Le 27/10/2020 à 15:47, Antoine Pitrou a écrit :
>
> Hi Weston,
>
> Note: I'm on vacation, so won't be able to look at this before ~2 weeks.
>
> For information, there's a micro-benchmark of thread pools and task
> groups in src/arrow/util/thread_pool_benchmark.cc. It should allow you
> isolate performance concerns a bit better.
Oops, sorry, just saw that you already using it. That's what I get for
reading too quickly.
Regards
Antoine.
>
> Regards
>
> Antoine.
>
>
> Le 26/10/2020 à 16:48, Weston Pace a écrit :
>> Hi all,
>>
>> I've completed the initial composable futures API and iterator work.

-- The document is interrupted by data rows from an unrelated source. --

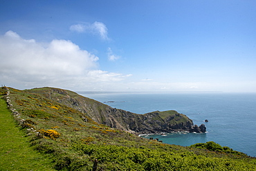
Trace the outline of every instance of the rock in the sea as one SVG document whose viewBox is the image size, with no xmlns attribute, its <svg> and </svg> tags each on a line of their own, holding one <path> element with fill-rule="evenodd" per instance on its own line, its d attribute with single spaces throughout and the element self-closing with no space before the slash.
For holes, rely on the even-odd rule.
<svg viewBox="0 0 256 171">
<path fill-rule="evenodd" d="M 206 127 L 204 124 L 201 124 L 200 126 L 199 126 L 199 128 L 200 128 L 200 130 L 201 132 L 204 133 L 206 132 Z"/>
</svg>

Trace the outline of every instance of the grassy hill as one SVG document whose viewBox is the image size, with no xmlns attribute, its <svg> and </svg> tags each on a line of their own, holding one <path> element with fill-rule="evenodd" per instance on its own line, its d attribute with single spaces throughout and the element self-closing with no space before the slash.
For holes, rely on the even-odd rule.
<svg viewBox="0 0 256 171">
<path fill-rule="evenodd" d="M 256 170 L 255 158 L 213 142 L 191 147 L 168 145 L 139 137 L 121 124 L 112 128 L 100 124 L 110 116 L 104 110 L 112 109 L 92 99 L 82 99 L 71 91 L 2 88 L 1 94 L 19 124 L 19 132 L 26 134 L 30 149 L 42 154 L 39 159 L 49 168 L 45 170 L 51 170 L 52 166 L 57 170 L 92 170 L 95 159 L 97 170 Z M 159 121 L 172 112 L 179 116 L 175 112 L 156 112 L 154 116 Z M 116 122 L 114 119 L 118 118 L 112 119 L 113 124 L 122 121 Z M 174 125 L 179 125 L 181 119 L 172 121 Z M 7 123 L 3 127 L 9 125 Z M 17 141 L 16 146 L 26 145 Z M 38 154 L 32 154 L 35 157 Z M 7 159 L 4 152 L 1 155 L 1 159 Z M 37 170 L 34 162 L 30 161 L 30 170 Z"/>
</svg>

>> The CSV reader portion is still WIP.
>>
>> First, I'm interested in getting any feedback on the futures API. In
>> particular Future<T>.Then in future.h (and the type erased
>> Composable.Compose). The actual implementation can probably be
>> cleaned up with regards to DRY (the 10 specializations of the Continue
>> function) which I plan to do at the end.
>>
>> This approach is a little different than my earlier prototype. In the
>> prototype it would always submit continuations on the thread pool as
>> new tasks. Instead I've changed it so continuations will run
>> synchronously when the future is marked complete. If there is a
>> desire to move the continuation into a thread pool task it can be done
>> with Executor.Transfer. As an example usage this is done in
>> AsyncForEachHelper so that the applied for-each function is not run on
>> the reader thread.
>>
>> Second, and perhaps what I'm more interested in, I've switched
>> ThreadedTaskGroup to using futures (e.g. using Compose to add a
>> callback that calls OneTaskDone instead of making a wrapper lambda
>> function). In theory this should be more or less the exact same work
>> as the previous task group implementation. However, I am seeing
>> noticeable overhead in arrow-thread-pool-benchmark for small tasks.
>> The benchmark runs on my system at ~950k items/s for no task group,
>> ~890k items/s with the old task group implementation, and ~450k
>> items/s with the futures based implementation. The change is isolated
>> to one method in task_group.cc so if you replace the method at line
>> 102 with the commented out version at line 127 the original
>> performance returns. I've verified that the task is not getting
>> copied. There are a few extra moves and function calls and futures
>> have to be created and copied around so it is possible that is the
>> cause of it but I'm curious if a second eye could see some other cause
>> for the degradation that I am missing. I'll also be seeing if I can
>> get gprof running later in hopes that can provide some insight.
>> However, I probably won't spend too much more time on it before
>> finishing up the CSV reader work and checking the performance of the
>> CSV reader.
>>
>> If I can't figure out the cause of the performance I can always allow
>> task group to keep the implementation it has for Append(task) while
>> using future for Append(future). I suspect that the CSV reader tasks
>> are long enough tasks that the overhead won't be an issue.
>>
>> Code:
>> https://github.com/apache/arrow/compare/master...westonpace:feature/arrow-10183?expand=1
>>
>> -Weston
>>